Variational Principle and Stochastic Lagrangian Formulation of Viscous Hydrodynamic Equations

TL;DR

This work develops a unifying stochastic variational framework for viscous fluid dynamics by extending the Constantin–Iyer stochastic Lagrangian representation to a broad class of viscous models. Central to the approach is a stochastic Hamilton–Pontryagin principle that yields a coupled stochastic Lagrangian–Eulerian system, a nonlinear Feynman–Kac representation, and generalized circulation theorems arising from particle relabeling symmetry. The authors illustrate the framework through multiple examples (generalized SQG, Boussinesq–MHD, Hall–MHD) and connect it to Brenier’s generalized flows, offering both pathwise and statistical Kelvin-type conservation laws.
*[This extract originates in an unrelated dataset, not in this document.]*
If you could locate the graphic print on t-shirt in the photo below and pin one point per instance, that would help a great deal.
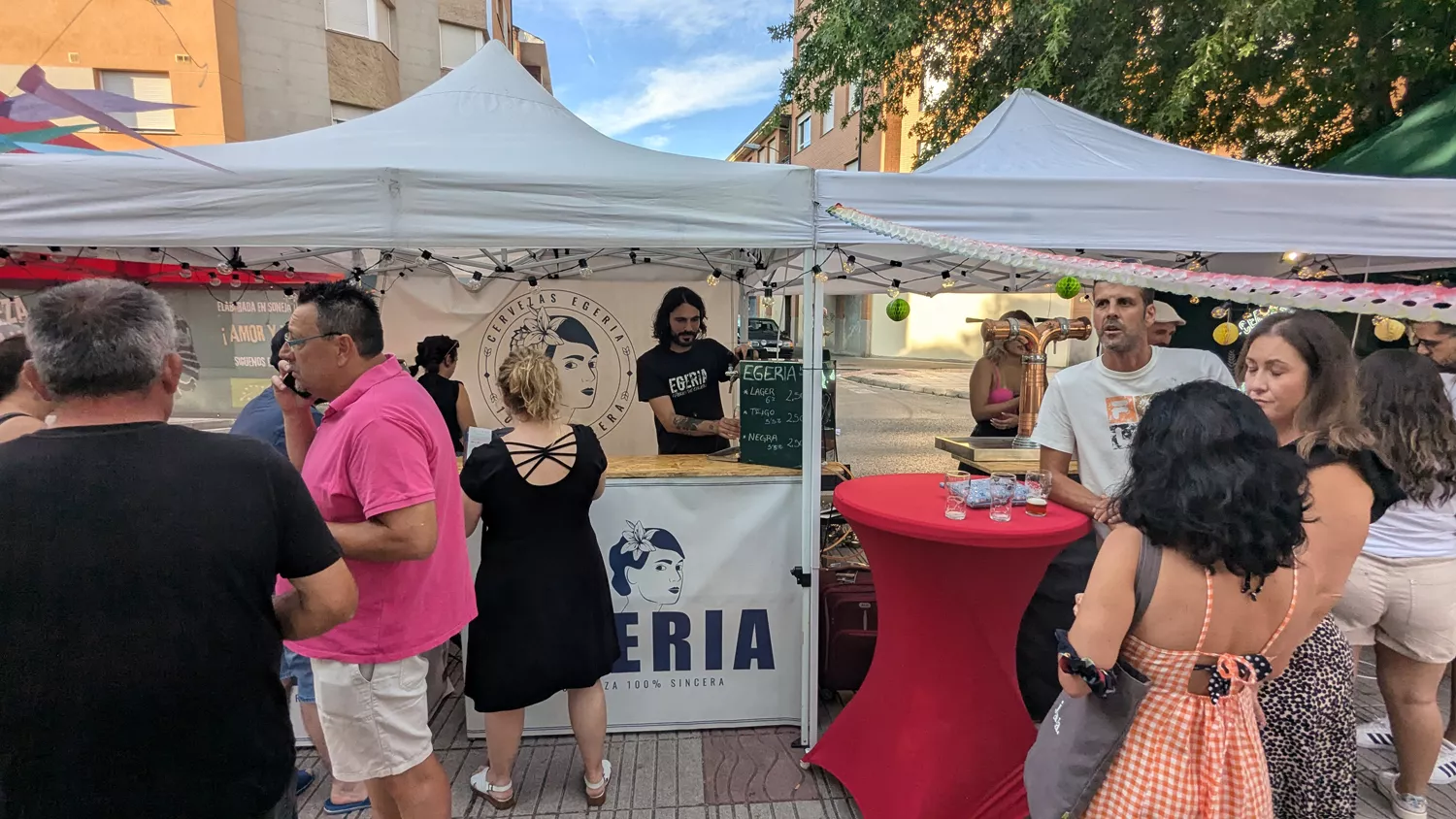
(678, 386)
(1123, 413)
They also provide a self-contained local well-posedness theory via Picard iteration for a deterministic Boussinesq–MHD system, highlighting the method’s robustness and potential for broader viscous models in fluid dynamics.

Abstract

In this manuscript, we extend Constantin-Iyer's Lagrangian formulation of Navier-Stokes Equation to a wider class of hydrodynamic models. Moreover, we prove that such Lagrangian formulation is naturally derived from a stochastic Hamilton-Pontryagin type variational principle. Generalized version of Kelvin circulation theorem in viscous fluids is also discussed. We also derive self-contained local well-posedness results of fluid models based on Lagrangian-Eulerian formulation using fixed point argument.